Python

【Python】ジャンケンを実装してみよう!

この記事では、Pythonでジャンケンを実装してみます。

ジャンケンは、

  • クラス
  • 辞書
  • if文
  • while文
  • 例外処理
  • randomモジュール
  • timeモジュール

などを使うことで実装することができます。

クラスで実装する必要はありませんが、のちに機能を追加するときに楽なのでクラスで実装することにしました。

それでは、ジャンケンを実装していきましょう!

ジャンケンについて考える

まずはジャンケンについて少し整理しておきましょう!

じゃんけんは以下のように行われます。

  1. 手を決める
  2. 勝敗判定
  3. リザルト表示

これらを実装することでジャンケンを表現できます。

ディレクトリ・ファイルの作成

今回作業するディレクトリとファイルを作ります。

デスクトップにtest_jankenディレクトリを作成し、その中にmain.pyjanken.pyを作成してください。

以下のような感じですね。

それでは次はコードを書いていきましょう!

janken.py

janken.pyにJankenクラスを作成していきます。

以下のコードをjanken.pyに記述してください。

janken.py

import random
import time

# じゃんけんクラス
class Janken:
    pass

今回、randomモジュールとtimeモジュールを使うのでインポートしておきます。

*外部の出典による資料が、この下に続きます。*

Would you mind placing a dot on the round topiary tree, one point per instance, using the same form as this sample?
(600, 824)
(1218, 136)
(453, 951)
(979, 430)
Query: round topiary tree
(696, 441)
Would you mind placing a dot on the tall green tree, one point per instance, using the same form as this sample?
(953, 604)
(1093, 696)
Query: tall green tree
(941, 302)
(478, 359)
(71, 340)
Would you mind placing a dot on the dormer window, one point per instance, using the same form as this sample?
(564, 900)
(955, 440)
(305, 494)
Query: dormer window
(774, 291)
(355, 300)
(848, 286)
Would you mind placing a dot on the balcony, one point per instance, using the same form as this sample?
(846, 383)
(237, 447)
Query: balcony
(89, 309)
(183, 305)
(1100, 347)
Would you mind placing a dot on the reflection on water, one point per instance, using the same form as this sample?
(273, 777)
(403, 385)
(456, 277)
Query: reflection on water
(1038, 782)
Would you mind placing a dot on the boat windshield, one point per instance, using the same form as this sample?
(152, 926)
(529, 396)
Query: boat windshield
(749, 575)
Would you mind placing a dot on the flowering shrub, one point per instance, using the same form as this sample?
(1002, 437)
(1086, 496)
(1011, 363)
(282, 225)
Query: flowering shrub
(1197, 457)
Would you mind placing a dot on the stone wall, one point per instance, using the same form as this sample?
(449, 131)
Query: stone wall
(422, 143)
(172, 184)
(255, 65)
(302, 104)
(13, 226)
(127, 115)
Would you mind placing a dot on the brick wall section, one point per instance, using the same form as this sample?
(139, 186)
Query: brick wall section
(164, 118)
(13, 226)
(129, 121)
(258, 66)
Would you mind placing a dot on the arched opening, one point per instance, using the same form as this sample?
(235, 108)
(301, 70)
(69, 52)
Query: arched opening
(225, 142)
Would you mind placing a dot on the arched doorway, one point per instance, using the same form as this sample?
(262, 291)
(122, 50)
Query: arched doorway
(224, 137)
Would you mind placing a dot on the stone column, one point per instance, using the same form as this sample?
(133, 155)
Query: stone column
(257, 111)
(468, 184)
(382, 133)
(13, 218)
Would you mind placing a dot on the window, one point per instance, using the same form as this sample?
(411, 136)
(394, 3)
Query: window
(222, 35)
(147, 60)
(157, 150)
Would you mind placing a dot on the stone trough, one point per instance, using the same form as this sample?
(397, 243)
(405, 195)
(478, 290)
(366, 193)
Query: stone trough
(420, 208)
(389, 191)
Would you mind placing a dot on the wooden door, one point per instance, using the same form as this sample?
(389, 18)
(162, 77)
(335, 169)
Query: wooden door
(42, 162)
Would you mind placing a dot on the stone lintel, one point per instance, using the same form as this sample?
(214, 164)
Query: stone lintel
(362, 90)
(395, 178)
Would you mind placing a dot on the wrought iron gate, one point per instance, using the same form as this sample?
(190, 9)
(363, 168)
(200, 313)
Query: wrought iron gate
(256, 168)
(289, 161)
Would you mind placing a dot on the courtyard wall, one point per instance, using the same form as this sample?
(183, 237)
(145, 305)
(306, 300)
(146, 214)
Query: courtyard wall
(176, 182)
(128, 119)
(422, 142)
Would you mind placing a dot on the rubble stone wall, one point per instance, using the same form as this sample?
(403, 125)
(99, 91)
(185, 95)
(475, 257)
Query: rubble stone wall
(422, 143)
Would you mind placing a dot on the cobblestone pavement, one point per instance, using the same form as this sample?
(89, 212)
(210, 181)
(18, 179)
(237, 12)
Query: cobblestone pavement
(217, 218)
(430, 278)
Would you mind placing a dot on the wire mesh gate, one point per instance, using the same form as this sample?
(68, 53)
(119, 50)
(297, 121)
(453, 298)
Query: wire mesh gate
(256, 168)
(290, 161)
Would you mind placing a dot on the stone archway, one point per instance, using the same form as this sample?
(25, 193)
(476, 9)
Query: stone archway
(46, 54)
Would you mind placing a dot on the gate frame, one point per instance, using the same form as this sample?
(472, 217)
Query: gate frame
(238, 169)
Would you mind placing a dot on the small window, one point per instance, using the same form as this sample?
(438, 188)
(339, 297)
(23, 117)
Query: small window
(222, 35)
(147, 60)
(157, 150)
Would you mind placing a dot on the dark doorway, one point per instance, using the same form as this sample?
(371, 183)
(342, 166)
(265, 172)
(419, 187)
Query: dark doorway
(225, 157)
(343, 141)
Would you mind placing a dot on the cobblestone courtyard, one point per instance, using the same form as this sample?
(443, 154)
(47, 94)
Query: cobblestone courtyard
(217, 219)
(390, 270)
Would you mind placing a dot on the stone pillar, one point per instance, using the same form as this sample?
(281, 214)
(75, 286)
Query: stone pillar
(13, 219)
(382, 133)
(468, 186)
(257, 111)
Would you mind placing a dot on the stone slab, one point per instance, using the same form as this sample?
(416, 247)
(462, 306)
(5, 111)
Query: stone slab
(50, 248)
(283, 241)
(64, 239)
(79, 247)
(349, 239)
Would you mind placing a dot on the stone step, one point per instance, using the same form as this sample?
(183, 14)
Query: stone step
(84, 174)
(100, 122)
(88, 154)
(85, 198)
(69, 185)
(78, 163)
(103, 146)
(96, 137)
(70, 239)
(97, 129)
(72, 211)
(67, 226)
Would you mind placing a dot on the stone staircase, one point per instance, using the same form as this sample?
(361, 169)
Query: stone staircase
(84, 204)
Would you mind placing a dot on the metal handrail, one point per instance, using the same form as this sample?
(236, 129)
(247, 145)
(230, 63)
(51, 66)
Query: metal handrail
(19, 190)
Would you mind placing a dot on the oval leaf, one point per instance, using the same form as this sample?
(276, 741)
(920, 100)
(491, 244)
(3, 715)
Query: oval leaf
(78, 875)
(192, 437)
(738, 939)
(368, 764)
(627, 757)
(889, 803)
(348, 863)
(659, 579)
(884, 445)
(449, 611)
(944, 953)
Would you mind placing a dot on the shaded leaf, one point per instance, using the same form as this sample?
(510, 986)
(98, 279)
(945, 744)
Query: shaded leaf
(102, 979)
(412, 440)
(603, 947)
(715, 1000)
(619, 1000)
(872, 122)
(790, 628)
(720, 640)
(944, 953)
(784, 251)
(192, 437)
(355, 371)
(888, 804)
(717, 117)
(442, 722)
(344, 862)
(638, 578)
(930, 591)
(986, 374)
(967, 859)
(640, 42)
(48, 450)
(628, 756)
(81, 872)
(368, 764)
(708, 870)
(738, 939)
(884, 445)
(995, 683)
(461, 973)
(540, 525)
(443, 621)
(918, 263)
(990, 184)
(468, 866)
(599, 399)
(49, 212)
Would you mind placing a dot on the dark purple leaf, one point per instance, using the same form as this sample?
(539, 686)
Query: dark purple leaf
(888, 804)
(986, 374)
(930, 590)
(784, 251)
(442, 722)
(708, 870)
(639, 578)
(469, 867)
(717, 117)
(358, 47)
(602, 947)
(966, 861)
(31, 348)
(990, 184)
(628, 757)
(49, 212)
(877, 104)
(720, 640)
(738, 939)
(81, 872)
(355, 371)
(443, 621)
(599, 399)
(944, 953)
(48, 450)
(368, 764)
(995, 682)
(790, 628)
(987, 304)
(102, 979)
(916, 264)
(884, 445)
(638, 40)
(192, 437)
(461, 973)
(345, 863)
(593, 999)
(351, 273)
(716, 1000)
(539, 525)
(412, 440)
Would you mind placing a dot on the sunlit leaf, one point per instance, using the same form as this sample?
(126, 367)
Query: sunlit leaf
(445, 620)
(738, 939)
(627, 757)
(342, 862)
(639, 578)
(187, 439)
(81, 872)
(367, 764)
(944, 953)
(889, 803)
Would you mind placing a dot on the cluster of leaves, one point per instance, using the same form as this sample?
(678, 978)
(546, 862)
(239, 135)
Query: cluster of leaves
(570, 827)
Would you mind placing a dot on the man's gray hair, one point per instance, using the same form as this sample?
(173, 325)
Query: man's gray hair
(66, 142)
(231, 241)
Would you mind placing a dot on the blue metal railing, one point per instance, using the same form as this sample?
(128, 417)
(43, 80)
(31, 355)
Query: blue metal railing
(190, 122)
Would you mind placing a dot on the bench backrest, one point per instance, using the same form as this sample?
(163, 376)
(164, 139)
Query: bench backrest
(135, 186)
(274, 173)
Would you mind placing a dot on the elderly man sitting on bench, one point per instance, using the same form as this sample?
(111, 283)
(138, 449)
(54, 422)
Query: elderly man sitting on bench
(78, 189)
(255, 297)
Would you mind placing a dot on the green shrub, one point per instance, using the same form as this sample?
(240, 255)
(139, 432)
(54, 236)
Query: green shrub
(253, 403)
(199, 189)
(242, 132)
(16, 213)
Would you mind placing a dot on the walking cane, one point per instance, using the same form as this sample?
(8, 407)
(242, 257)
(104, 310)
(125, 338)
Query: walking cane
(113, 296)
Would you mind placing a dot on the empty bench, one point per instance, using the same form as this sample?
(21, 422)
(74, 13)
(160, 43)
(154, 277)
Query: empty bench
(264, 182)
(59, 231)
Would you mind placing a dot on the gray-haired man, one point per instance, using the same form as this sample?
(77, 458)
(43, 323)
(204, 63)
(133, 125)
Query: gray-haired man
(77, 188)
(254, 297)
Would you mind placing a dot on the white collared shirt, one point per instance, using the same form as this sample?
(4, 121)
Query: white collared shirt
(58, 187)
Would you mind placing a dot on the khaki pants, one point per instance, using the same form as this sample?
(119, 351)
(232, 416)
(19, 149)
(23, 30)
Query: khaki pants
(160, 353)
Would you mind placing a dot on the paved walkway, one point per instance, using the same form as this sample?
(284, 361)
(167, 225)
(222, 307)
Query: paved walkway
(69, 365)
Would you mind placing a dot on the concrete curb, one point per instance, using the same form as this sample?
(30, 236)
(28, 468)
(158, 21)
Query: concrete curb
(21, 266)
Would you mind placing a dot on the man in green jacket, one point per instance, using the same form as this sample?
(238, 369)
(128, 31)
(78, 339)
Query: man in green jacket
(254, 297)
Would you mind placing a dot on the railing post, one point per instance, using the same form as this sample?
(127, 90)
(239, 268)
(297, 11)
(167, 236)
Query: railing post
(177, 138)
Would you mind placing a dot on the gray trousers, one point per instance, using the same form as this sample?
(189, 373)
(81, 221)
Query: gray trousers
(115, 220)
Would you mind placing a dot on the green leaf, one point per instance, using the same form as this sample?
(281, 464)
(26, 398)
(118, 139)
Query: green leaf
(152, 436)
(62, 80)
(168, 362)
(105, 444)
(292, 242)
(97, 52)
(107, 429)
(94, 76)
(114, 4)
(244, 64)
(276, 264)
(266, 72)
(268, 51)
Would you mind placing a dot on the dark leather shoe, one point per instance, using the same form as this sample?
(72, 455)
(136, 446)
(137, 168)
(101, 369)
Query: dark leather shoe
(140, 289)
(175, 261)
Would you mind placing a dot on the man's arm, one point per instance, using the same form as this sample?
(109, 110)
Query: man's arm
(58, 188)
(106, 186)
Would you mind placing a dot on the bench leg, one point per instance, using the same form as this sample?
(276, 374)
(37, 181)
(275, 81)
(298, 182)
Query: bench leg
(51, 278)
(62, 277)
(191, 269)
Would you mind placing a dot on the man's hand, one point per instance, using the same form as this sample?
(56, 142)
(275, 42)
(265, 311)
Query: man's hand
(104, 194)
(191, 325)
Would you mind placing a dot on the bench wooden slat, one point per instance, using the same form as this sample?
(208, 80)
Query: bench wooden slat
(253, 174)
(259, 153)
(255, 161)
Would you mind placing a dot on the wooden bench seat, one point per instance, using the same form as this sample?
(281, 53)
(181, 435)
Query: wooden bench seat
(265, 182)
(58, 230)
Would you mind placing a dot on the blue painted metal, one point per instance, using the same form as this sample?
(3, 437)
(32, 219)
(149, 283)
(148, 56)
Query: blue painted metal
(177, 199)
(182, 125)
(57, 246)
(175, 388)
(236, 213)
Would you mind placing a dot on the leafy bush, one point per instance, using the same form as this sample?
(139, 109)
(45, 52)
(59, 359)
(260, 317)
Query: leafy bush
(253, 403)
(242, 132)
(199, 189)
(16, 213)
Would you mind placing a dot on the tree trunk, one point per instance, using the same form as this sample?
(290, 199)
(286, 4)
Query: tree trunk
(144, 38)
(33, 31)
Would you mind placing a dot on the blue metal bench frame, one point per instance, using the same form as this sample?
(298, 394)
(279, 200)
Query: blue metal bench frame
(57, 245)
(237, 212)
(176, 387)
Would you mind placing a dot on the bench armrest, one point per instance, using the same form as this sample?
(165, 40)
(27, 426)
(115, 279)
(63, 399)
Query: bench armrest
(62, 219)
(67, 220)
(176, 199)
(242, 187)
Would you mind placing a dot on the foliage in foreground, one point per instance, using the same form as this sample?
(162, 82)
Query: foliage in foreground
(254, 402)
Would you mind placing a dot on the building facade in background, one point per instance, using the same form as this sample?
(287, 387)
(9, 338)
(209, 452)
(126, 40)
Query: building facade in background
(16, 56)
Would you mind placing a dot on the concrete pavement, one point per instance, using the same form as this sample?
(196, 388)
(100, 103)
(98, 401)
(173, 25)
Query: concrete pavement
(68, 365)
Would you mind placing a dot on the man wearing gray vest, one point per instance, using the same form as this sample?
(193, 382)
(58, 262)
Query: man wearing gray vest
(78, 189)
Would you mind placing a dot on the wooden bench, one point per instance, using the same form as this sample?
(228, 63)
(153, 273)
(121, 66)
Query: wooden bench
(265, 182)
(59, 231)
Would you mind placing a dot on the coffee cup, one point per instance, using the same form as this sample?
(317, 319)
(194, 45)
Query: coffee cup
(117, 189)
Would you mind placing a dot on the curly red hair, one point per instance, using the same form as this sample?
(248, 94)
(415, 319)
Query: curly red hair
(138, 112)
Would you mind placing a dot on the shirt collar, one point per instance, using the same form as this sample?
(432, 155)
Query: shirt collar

空のJankenクラスを定義したので、このクラスに機能(メソッド)を追加していきましょう!

手を決める

出す手を外部から受け取る_choise_hand()メソッドを作成します。

変数名やメソッド名の先頭に「_(アンダーバー)」を付けることで外部から呼び出さない(呼び出してほしくない)変数やメソッドであることを表しています。

input関数

コード内から値を受け取るにはinput関数を使います。

グー、チョキ、パーと入力するのは面倒なので数字で受け取るようにしましょう!
ちなみに、input関数は値を文字列で受け取るのでint()で整数に変換しています。

hand = int(input('グー(0), チョキ(1), パー(2): '))

エラーが起きてしまう…

しかし、これでは整数に変換できない値範囲外の値が渡されたときにエラーになってしまいます。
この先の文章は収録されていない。